Citizens' assemblies are gatherings of 30 to 200 citizens, randomly selected by lot, who discuss a given topic together and in small groups on several dates and hand over their recommendations for action to the politicians as citizens' reports. They receive background information from experts covering the entire scientific and political spectrum. A neutral moderation team supports the participants and enables everyone to discuss at eye level: the so-called deliberation.
Citizens' assemblies statistically represent the diversity of the population ("Germany in one room") on the basis of predefined criteria. Random selection also makes it possible to reach people who do not participate in elections or do not get involved regularly, for example because they are not interested in politics or do not have the time for intensive engagement. This involves people that are otherwise not present in the debates. Another advantage: people who would ordinarily never have spoken to each other exchange ideas and look for approaches that take their different interests into account.
Citizens' assemblies were created about 50 years ago as an instrument of " dialogue-based citizen participation". They were intended to make legally required citizen participation in the municipal sphere more effective. In recent years, they have also been tested at national level in various countries, for example in Ireland. This has shown the added value they offer:
- They paint a picture of public opinion, which is far more accurate than opinion polls, and show the "sticking points" in a debate.
- They incorporate people's everyday experiences and produce practical recommendations.
- They reveal lines of compromise and proposals that can achieve a majority.
- They bring together different positions instead of polarising them and can thus help to pacify social conflicts.
Citizens' assemblies serve to advise political decision-makers and provide information that cannot yet be adequately obtained by other means. However, they do not make decisions. These remain with the elected representatives, who are responsible and accountable for them. In this way, citizens' assemblies complement and strengthen representative parliamentary democracy.
Citizens' assemblies call for suitable topics and concrete questions. Good subjects for consultation are especially ethical conflicts and value decisions beyond party-political positioning, political dilemmas and directional decisions ("Should we do this or that?") as well as contentious prioritisation and distribution issues ("What is more important?" and "Who pays for this?"). The more focused the issue, the more precise the recommendations can be.
Citizens' assemblies must be open-ended.
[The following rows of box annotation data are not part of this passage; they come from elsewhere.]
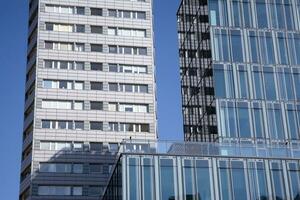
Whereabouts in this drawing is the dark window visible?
[76,25,85,33]
[91,101,103,110]
[108,46,118,53]
[46,23,53,31]
[90,164,102,173]
[91,63,103,71]
[139,48,147,55]
[141,124,149,132]
[75,121,84,130]
[109,83,118,92]
[76,7,85,15]
[45,60,52,69]
[91,82,103,90]
[137,12,146,19]
[108,64,118,72]
[108,9,117,17]
[91,44,103,52]
[42,120,50,128]
[90,142,103,151]
[91,8,102,16]
[45,42,53,49]
[90,122,103,131]
[91,26,103,34]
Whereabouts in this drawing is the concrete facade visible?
[20,0,157,200]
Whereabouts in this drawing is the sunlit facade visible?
[103,142,300,200]
[178,0,300,143]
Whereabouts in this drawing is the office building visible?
[20,0,157,200]
[177,0,300,145]
[103,141,300,200]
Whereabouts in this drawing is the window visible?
[75,24,85,33]
[107,27,117,35]
[91,26,103,34]
[38,186,72,196]
[91,8,102,16]
[108,45,118,53]
[73,187,82,196]
[91,44,103,52]
[76,7,85,15]
[74,101,83,110]
[108,64,118,72]
[91,101,103,110]
[91,63,103,71]
[74,121,84,130]
[90,164,102,173]
[89,186,102,197]
[39,163,72,173]
[74,81,84,90]
[40,141,71,151]
[73,142,83,151]
[42,100,72,110]
[90,142,103,152]
[91,82,103,90]
[108,122,119,132]
[108,9,117,17]
[90,122,103,131]
[108,83,118,92]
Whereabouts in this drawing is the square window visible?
[90,122,103,131]
[75,121,84,130]
[91,101,103,110]
[108,64,118,72]
[91,26,103,34]
[91,63,103,71]
[91,44,103,52]
[42,120,50,129]
[91,8,102,16]
[76,24,85,33]
[108,46,118,53]
[91,82,103,90]
[76,7,85,15]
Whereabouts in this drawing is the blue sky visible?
[0,0,183,200]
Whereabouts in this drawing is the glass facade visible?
[177,0,300,143]
[104,142,300,200]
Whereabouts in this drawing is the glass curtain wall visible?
[104,154,300,200]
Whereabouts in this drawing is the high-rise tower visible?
[178,0,300,144]
[20,0,157,200]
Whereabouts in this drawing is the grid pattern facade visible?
[177,0,217,141]
[178,0,300,145]
[104,153,300,200]
[20,0,157,200]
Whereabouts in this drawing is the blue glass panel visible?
[238,108,251,138]
[253,72,264,99]
[242,2,252,28]
[288,163,300,200]
[183,160,197,200]
[232,162,248,200]
[129,158,139,200]
[271,163,286,200]
[143,158,154,200]
[287,110,299,140]
[238,71,249,98]
[253,108,265,138]
[219,168,232,200]
[277,34,288,65]
[249,31,259,63]
[264,72,277,100]
[196,161,212,200]
[256,0,268,28]
[160,159,175,200]
[214,69,226,98]
[230,31,244,62]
They do not have the task of merely confirming a political decision that has already been made. Citizens decide how precisely they will discuss an issue and which aspects are most important to them.
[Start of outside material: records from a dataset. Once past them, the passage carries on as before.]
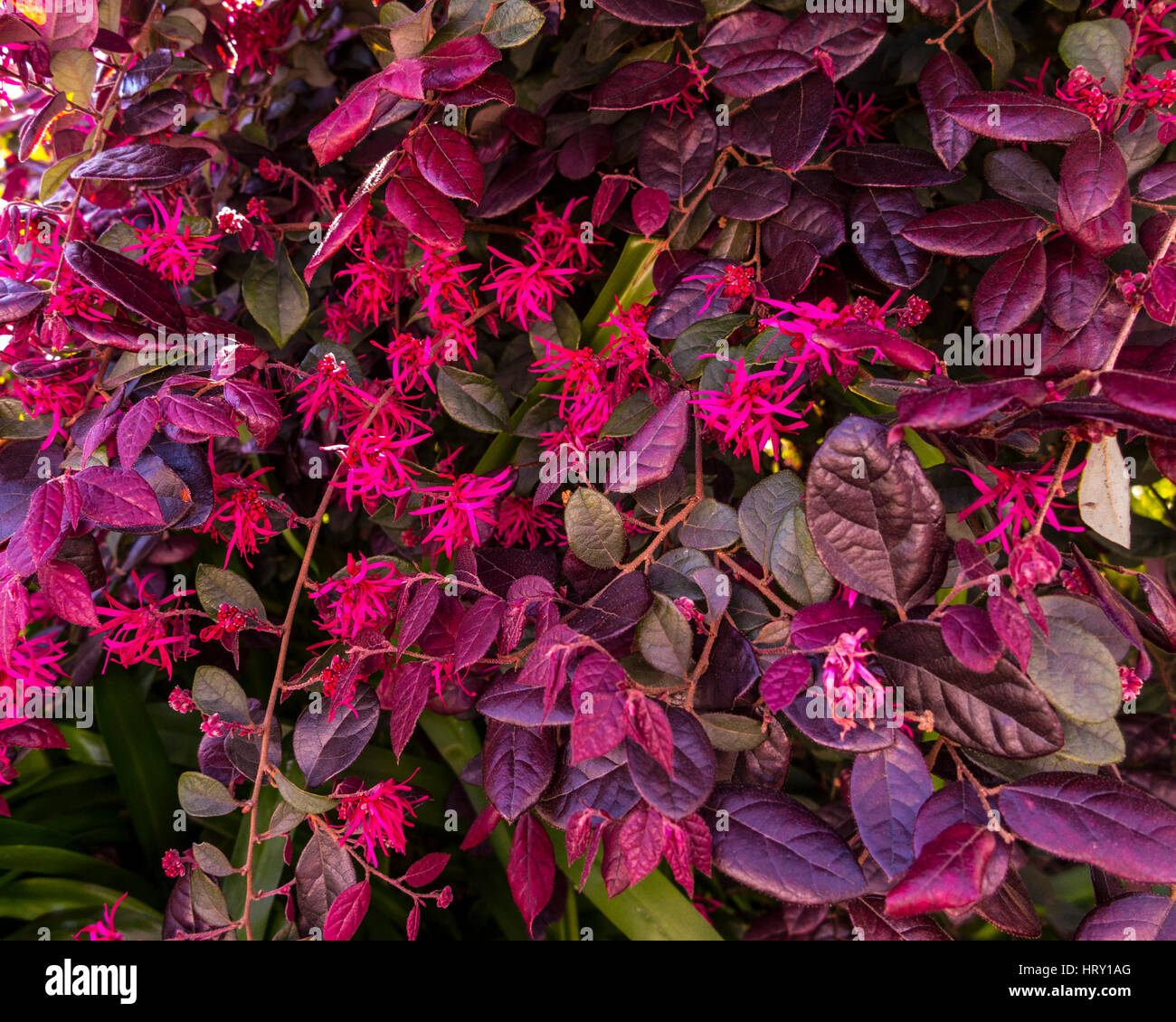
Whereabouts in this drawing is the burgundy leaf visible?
[830,142,963,188]
[972,240,1046,334]
[588,60,690,110]
[294,686,380,788]
[1057,130,1132,258]
[760,653,820,713]
[806,415,948,607]
[638,110,718,203]
[707,784,867,904]
[74,465,164,530]
[941,603,1004,674]
[875,621,1063,760]
[849,733,934,877]
[947,91,1091,142]
[626,707,716,819]
[772,71,834,171]
[482,721,555,822]
[507,814,555,933]
[918,52,980,168]
[902,199,1044,255]
[886,823,997,917]
[851,188,932,289]
[322,880,372,941]
[388,176,466,250]
[710,50,816,99]
[412,125,482,203]
[65,241,184,328]
[999,772,1176,884]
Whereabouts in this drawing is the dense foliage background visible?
[0,0,1176,940]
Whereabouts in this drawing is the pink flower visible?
[334,771,428,866]
[1118,666,1143,702]
[308,554,403,639]
[74,894,127,941]
[413,468,512,556]
[820,628,886,737]
[494,493,567,551]
[482,240,576,330]
[94,573,196,678]
[956,461,1083,552]
[691,357,807,471]
[124,193,220,285]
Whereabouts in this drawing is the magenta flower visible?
[308,554,403,639]
[94,573,196,678]
[691,357,807,471]
[334,771,428,866]
[956,461,1086,552]
[74,894,127,941]
[413,468,512,556]
[482,241,576,330]
[124,193,220,285]
[820,628,886,737]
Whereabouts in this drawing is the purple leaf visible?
[789,600,882,653]
[638,110,718,203]
[886,823,997,917]
[380,661,432,760]
[760,653,820,713]
[453,592,507,670]
[411,125,482,203]
[947,91,1091,142]
[999,772,1176,884]
[875,621,1063,760]
[707,784,867,904]
[65,241,184,328]
[507,814,555,933]
[1074,894,1176,941]
[918,52,980,167]
[626,705,716,819]
[972,240,1046,334]
[707,167,792,220]
[482,721,555,822]
[915,781,988,855]
[849,894,950,941]
[632,188,669,238]
[710,50,816,99]
[36,561,99,628]
[609,391,690,493]
[294,686,380,788]
[536,743,641,828]
[588,60,690,110]
[1057,130,1132,258]
[74,465,164,532]
[1046,238,1110,330]
[902,199,1046,255]
[849,733,934,878]
[322,880,372,941]
[70,142,208,188]
[830,142,963,188]
[851,188,932,289]
[941,603,1004,674]
[806,415,948,608]
[387,176,466,250]
[777,8,887,79]
[772,71,834,171]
Citizens' assemblies trust that their recommendations will be seriously and publicly debated by politicians. It is not important that everything is implemented, but that the politicians explain why they take up certain recommendations and initially put others on hold or reject them altogether.
Citizens' assemblies should be accompanied by a public discussion of the issue.
What makes a parliamentary Citizens' assembly?
Citizens' assemblies in parliament have some special features compared to those set up by the government or initiated by civil society:
- Members of Parliament (MP’s)s mandate the Citizens' assembly and have a specific vested interest in the issue and the outcome of the Citizens' assembly.
- The topic must be of national importance and at the same time have a concrete connection to the everyday life of citizens so that they can contribute their experiences.
- The topic must be within the competence of the parliament. If the EU, the federal states or the municipalities are responsible, the German Bundestag cannot implement the recommendations.
- The topic is usually at an early stage of the political process so that truly open-ended deliberations can take place and the recommendations can become the starting point for parliamentary initiatives.
- The MP’s already give feedback during the consultation process in order to insure that recommendations in the citizens' report are suitable for implementation.
Overall, the benefits for the parliamentary process are key when MP’s are the initiators of the Citizens' assembly.
Citizens' assemblies of parliament offer the chance of an additional feedback of the parliamentary process with the population. They enable inlcuding voices from everyday life beyond technocratic expertise and interest groups. They thus help to increase the acceptance of political decisions and of the parliamentary system as a whole.